D 9 janvier 2024     A par Albert Gauvin - C 0 messages Version imprimable de cet article Version imprimable    ................... PARTAGER . facebook


Une scène

Yannick Haenel

Mis en ligne le 6 décembre 2023
Paru dans l’édition 1637 du 6 décembre

Mercredi soir, 19 heures, Montreuil, place Jean-Jaurès, centre-ville. Je sors du parking souterrain et remarque au loin un type avec un bonnet rouge qui gesticule, de dos, face au centre commercial. Je m’approche et comprends qu’il est en train d’arracher une affiche. Pas n’importe laquelle : l’une de celles qui demandent la libération des otages israéliens kidnappés par le Hamas. Je la reconnais grâce à la bande rouge, au mot « OTAGE » imprimé en grands caractères et à la photo qui, alors que je m’approche, se révèle celle d’un enfant, et même d’un bébé.

Je me fige.

Le type lacère la photo du bébé au cutter, il s’acharne sur ­l’affiche sans arriver à la déchirer complètement.

« Ça va  ? Tranquille  ? Vous arrachez des photos d’enfants  ?

– C’est pas un enfant, c’est un Juif.

– Quoi  ? »

Il se retourne : trentenaire, le regard absent, du genre bobo négligé.

« T’es juif ou quoi  ?

– Qu’est-ce que ça peut te faire  ? »

Il donne un coup de cutter sur le bord de l’affiche et parvient à la décoller.

« Si t’es pas juif, te mêle pas de ça.

– C’est dégueulasse de faire ça…

– Et eux, ils sont pas dégueulasses  ? Ils tuent pas des enfants  ?

– T’as rien compris, c’est les gouvernements… le Hamas, Netanyahou… »

Il se tourne vers moi et brandit le cutter, dont la lame brille dans la nuit comme un avertissement.
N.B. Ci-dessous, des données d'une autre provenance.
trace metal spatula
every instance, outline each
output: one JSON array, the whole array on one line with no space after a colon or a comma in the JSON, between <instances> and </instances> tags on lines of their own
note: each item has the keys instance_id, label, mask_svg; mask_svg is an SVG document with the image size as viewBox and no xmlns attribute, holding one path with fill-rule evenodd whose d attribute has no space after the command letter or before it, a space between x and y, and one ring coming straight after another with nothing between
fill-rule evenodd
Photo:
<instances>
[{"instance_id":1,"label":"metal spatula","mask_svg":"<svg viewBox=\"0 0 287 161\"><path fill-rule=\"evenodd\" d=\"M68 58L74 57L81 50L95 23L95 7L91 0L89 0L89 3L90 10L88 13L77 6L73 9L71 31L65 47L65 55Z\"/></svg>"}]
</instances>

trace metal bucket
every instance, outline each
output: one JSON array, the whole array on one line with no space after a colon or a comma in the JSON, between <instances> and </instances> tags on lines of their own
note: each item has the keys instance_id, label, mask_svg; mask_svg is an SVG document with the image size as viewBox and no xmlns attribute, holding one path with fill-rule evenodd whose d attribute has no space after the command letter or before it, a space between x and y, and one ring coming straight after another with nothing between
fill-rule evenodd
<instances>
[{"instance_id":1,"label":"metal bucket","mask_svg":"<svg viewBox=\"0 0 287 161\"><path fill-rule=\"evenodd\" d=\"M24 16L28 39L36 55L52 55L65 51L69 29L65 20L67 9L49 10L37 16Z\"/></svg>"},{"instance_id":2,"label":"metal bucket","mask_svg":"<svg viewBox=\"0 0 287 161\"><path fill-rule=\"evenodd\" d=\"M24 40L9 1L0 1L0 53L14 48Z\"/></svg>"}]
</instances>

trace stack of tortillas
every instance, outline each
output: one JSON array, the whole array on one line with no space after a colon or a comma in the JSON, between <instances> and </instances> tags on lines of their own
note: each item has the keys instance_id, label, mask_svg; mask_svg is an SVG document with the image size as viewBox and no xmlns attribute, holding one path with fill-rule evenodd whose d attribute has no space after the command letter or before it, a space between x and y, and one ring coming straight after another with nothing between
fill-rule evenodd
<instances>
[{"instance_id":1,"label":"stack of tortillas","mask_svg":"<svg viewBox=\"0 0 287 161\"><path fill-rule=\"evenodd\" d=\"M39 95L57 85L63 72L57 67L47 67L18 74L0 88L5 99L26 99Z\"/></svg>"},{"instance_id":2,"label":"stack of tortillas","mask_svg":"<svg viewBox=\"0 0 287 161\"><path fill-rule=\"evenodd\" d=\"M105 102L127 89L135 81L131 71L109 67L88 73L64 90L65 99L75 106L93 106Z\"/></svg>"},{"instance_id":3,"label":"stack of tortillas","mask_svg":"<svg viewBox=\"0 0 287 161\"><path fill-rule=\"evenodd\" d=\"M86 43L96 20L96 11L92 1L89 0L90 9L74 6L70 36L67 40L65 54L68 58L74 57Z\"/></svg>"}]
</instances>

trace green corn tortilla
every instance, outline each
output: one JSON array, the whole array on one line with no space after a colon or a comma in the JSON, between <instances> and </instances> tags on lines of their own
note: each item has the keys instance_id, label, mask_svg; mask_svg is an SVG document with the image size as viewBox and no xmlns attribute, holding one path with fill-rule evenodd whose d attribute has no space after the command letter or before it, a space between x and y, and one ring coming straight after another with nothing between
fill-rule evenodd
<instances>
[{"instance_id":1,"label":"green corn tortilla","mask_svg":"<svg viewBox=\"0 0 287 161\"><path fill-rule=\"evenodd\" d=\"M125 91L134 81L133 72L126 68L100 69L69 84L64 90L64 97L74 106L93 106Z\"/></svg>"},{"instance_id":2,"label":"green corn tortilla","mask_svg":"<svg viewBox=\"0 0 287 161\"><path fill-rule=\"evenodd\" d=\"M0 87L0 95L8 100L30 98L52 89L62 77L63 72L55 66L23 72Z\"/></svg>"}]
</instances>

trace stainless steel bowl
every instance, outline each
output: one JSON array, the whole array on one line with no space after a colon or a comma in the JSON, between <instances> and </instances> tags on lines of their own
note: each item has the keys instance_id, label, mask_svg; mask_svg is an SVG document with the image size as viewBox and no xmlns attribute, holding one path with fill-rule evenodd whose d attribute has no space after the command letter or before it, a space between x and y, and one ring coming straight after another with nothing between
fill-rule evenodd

« Casse-toi maintenant, casse-toi, j’te dis  ! »

Dans le métro, je tremble de colère et de honte. J’ai honte de moi, honte que ça existe : ça, ces mots, cette violence, ce cutter, la nullité de cette scène à laquelle j’ai pris part. Honte que cette infamie de l’antisémitisme existe au vu de tous, qu’elle s’exerce sans honte. J’ai honte que ce type n’ait pas eu honte. Honte de ­l’absence de honte. Car c’est elle, l’absence de honte, qui rend possible le crime et sa propagation. Toute l’abomination humaine prend sa source ici : la violence a besoin d’impunité pour se déchaîner, et je viens d’y assister dans sa version la plus ordinaire.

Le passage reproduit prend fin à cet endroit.